The Medici urn (after the antique Medici Vase) was originally exhibited by the Handyside Foundry in the Great Exhibition of 1851. At the time the Foundry was described as being “from the magnitude of its operations is second to none in England”. Andrew Handyside bought the Britannia Iron Works in 1848, and manufactured several ornamental vases in classical purity, form and ornament. Receiving distinctions at the Great Exhibition in 1850, the quality of their casts were exceptional and became more exceptional with time. They produced three catalogues, in 1848, 1874 and 1880

The Medici Vase is a monumental marble bell-shaped krater sculpted in Athens in the second half of the 1st century AD as a garden ornament for the Roman market. The Medici urn was first recorded in 1598 in the inventory of the Villa Medici, Rome.

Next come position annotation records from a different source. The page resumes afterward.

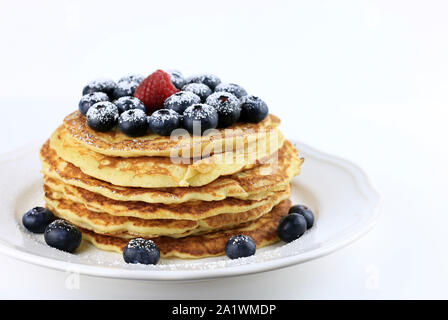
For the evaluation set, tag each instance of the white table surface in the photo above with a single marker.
(361, 79)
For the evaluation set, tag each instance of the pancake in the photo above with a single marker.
(104, 223)
(262, 230)
(252, 184)
(114, 143)
(161, 172)
(192, 210)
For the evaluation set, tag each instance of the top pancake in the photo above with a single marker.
(252, 184)
(114, 143)
(162, 172)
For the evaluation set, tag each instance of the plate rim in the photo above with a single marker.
(364, 185)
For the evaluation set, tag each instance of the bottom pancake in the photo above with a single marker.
(262, 230)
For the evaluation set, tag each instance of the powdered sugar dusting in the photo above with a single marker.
(103, 112)
(200, 112)
(223, 102)
(132, 115)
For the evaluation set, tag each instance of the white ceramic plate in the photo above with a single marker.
(340, 192)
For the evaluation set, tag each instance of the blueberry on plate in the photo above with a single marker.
(198, 89)
(200, 117)
(291, 227)
(177, 79)
(133, 123)
(62, 235)
(240, 246)
(253, 109)
(102, 116)
(142, 251)
(227, 106)
(305, 212)
(181, 100)
(127, 103)
(232, 88)
(37, 219)
(164, 121)
(124, 88)
(209, 80)
(133, 77)
(101, 85)
(90, 99)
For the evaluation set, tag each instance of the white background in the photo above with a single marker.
(366, 80)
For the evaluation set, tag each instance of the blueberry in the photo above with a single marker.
(133, 77)
(90, 99)
(181, 100)
(305, 212)
(37, 219)
(227, 106)
(200, 117)
(124, 88)
(209, 80)
(253, 109)
(164, 121)
(199, 89)
(177, 78)
(62, 235)
(101, 85)
(291, 227)
(232, 88)
(127, 103)
(142, 251)
(240, 246)
(102, 116)
(297, 208)
(133, 123)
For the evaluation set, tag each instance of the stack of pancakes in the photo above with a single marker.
(189, 194)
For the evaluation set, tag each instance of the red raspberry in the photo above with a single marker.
(154, 90)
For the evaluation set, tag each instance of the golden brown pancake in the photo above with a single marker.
(114, 143)
(196, 210)
(160, 172)
(252, 184)
(262, 230)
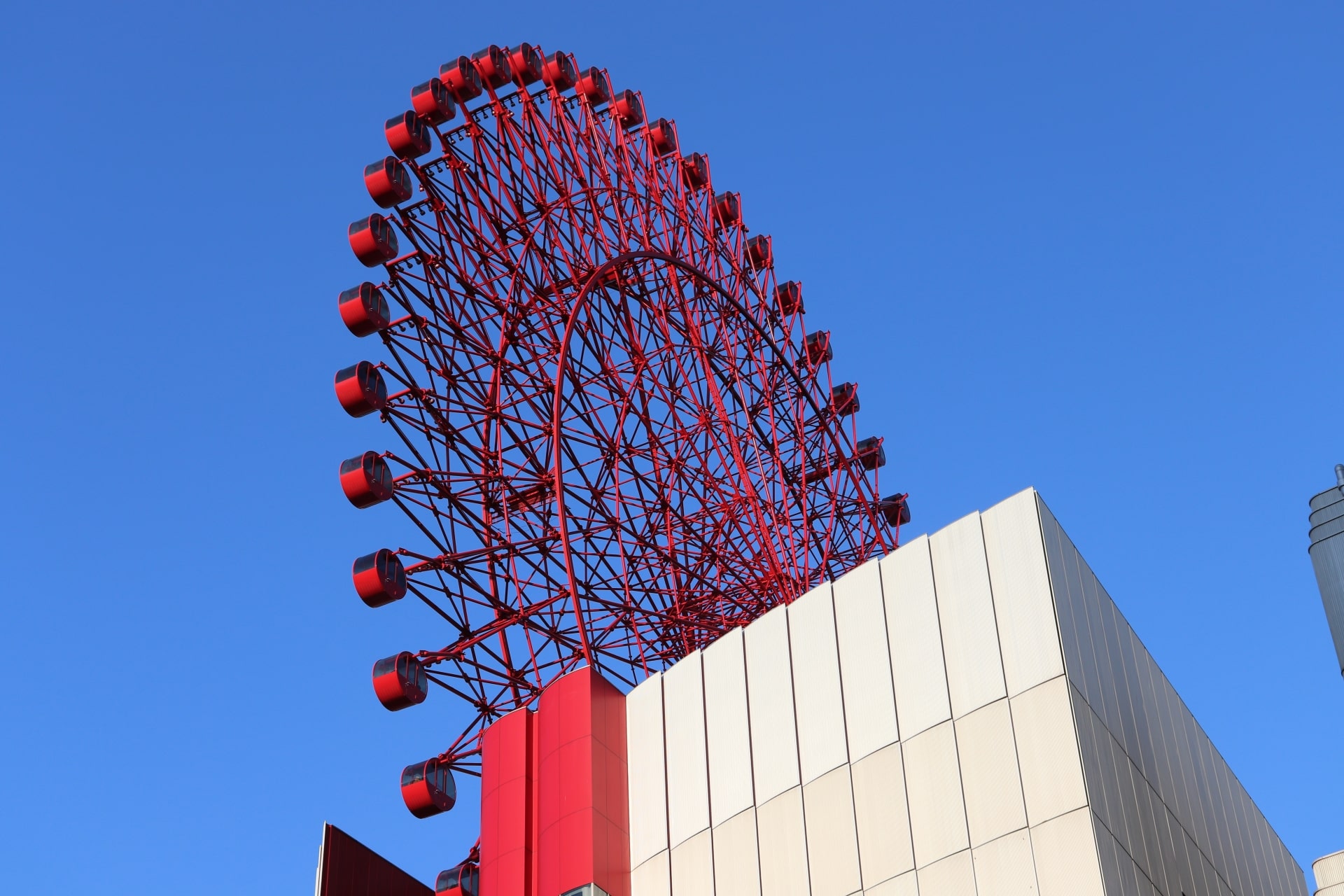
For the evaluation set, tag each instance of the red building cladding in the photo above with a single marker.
(554, 805)
(350, 868)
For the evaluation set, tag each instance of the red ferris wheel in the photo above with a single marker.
(610, 429)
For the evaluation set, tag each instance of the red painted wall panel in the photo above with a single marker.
(507, 806)
(350, 868)
(578, 813)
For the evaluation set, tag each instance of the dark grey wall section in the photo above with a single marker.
(1170, 814)
(1328, 556)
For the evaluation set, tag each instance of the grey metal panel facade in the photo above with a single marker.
(1171, 817)
(1327, 550)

The rim of the urn is decorated with egg and dart moulding to a gadrooned everted lip. Classical figures adorn a deep frieze carved with a mythological bas-relief: a half-draped female figure Iphigenia seated below a statue of a goddess on a high plinth, restored as Diana, with heroic warriors on either side, perhaps Agamemnon and either Achilles or Odysseus standing to either side. Two fluted loop handles rise from satyrs' heads terminals on either side of the acanthus-leaf carved base, standing on a spreading gadrooned base on a low square plinth.

In 1780 the vase was relocated to Florence, it now resides in the Uffizi Gallery situated centrally on the first-floor Verone sull’Arno overlooking the River Arno. It was often illustrated in engravings, the most famous of which is by Stefano della Bella (1656); he depicted the young Medici heir who would become Grand Duke Cosimo III seated, drawing the vase. The vase was one of the most popularly reproduced antiquities being copied in marble, bronze, terracotta, alabaster and cast iron.